For heaven's sake, people, y'all talk as if money grows on trees! It doesn't! Our resources are not unlimited. Even if private insurance paid for the operation, everybody's premiums will go up to accommodate all these foolish operations. Tell me, all of you, how much money should be spent on this child? Is there a limit? If so, why should there be a limit? You all talk as if limits are all sinful.
e' una vergogna...
There may be more facts about the case that we do not know. If the denial is because the two year old girl is mentally retarded, the doctors better reread their oath again. The better make sure they are making their decision for the right reasons. This little girl deserves the chance to live a healthier life the same as everyone else.
Thanks for the article.
Perhaps we do not know all the facts.
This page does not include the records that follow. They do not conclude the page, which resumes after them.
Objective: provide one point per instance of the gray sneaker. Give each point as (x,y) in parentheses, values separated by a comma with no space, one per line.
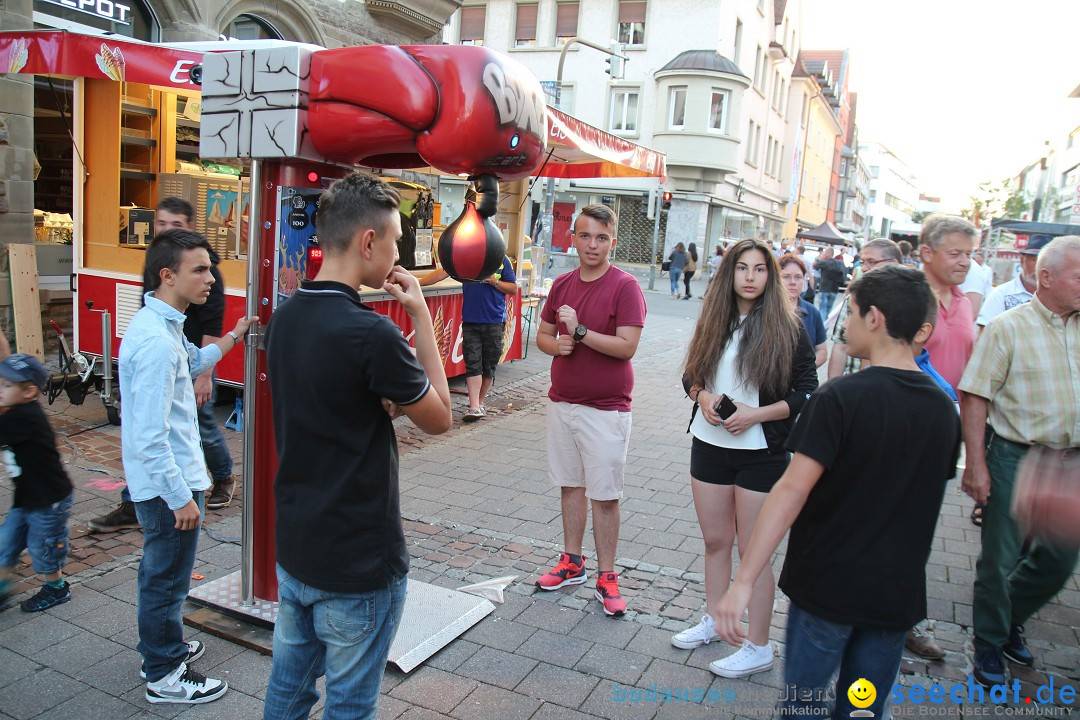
(472,415)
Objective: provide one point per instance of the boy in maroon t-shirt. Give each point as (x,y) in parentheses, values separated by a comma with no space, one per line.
(591,324)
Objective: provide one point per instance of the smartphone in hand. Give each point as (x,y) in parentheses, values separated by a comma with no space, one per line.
(726,407)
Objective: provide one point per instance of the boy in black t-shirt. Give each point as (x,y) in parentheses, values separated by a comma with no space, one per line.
(38,518)
(861,506)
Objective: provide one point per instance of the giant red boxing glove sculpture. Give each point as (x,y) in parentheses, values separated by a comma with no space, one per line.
(461,109)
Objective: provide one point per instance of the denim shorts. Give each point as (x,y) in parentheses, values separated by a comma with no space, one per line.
(42,531)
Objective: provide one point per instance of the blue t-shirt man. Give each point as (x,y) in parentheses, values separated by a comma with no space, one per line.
(483,302)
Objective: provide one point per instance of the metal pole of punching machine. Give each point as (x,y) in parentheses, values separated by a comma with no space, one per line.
(251,349)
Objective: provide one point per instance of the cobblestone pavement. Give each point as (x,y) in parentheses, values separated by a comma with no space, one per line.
(477,504)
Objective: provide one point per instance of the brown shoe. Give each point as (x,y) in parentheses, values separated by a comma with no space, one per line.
(922,646)
(220,494)
(121,518)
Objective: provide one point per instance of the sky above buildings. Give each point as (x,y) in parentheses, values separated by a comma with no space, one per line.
(962,91)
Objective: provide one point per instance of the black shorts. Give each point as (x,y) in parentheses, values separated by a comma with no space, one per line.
(482,345)
(750,470)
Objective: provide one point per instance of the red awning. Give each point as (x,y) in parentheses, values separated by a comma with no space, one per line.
(57,52)
(580,150)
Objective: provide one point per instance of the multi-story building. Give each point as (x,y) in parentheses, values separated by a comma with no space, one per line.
(894,191)
(814,133)
(706,83)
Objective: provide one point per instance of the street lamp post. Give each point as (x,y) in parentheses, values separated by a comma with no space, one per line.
(547,220)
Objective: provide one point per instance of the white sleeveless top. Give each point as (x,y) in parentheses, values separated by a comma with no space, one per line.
(727,381)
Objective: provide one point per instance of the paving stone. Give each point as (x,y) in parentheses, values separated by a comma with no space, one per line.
(498,633)
(497,667)
(617,665)
(449,657)
(78,652)
(608,630)
(487,702)
(433,689)
(557,684)
(92,705)
(38,692)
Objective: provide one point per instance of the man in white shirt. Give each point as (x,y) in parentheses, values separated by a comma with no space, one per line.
(979,283)
(1018,289)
Roxanne N's comment makes sense to me.
By denying the transplant, and the girl dies, then they have committed manslaughter.
One more point--I highly doubt that anyone told the mother that the girl would be ineligible for a transplant from a living/family donor. Really, I can't imagine the doctors telling her that. They just may have tried to point out the rigors of surgery for a child in her condition, and the aftermath of caring for her--and this family may just not be able to handle it. I would guess that is the underlying story. But I think they would go ahead with a family donor, if the parents insisted. Or try another facility.
At any rate, this article is a jumbled mess, and we know extremely little about the real circumstances, and again, the author leaves out all of the vital info about transplants.
Many Care2 articles have a bad habit of giving half a story, with a very slanted bias. Like this one. Obviously the author did not bother to do a little research about transplants, and is just parroting what has already been sensationalized in the mass media. Not everyone who needs a transplant gets one! The reason is primarily a severe shortage of organ! There are about 80,000 people on the waiting list for a kidney. Yes, and less than half of them will end up with a transplant.
Second, many people are deemed ineligible for transplants if they have other medical problems, such as seems to be the case with this girl. Organs are valuable, and they are transplanted into people who have the best chance of success, and in keeping to the regimen that follows--it doesn't end with the transplant. The surgery is intense and then you are on immunosuppressant drugs for the rest of your life.
This article is ridiculous, as none of this is mentioned. And I highly doubt that is what the doctors at CHOP said. The parents have heard only what they want to hear, and their daughter is not "entitled" to a kidney. She has to go through the same approval criteria as everyone else, and if approved, be put on the waiting list. And it sounds perfectly legitimate that this girl would be turned down, as this syndrome comes with a lot of medical and developmental problems, in addition to mental retardation.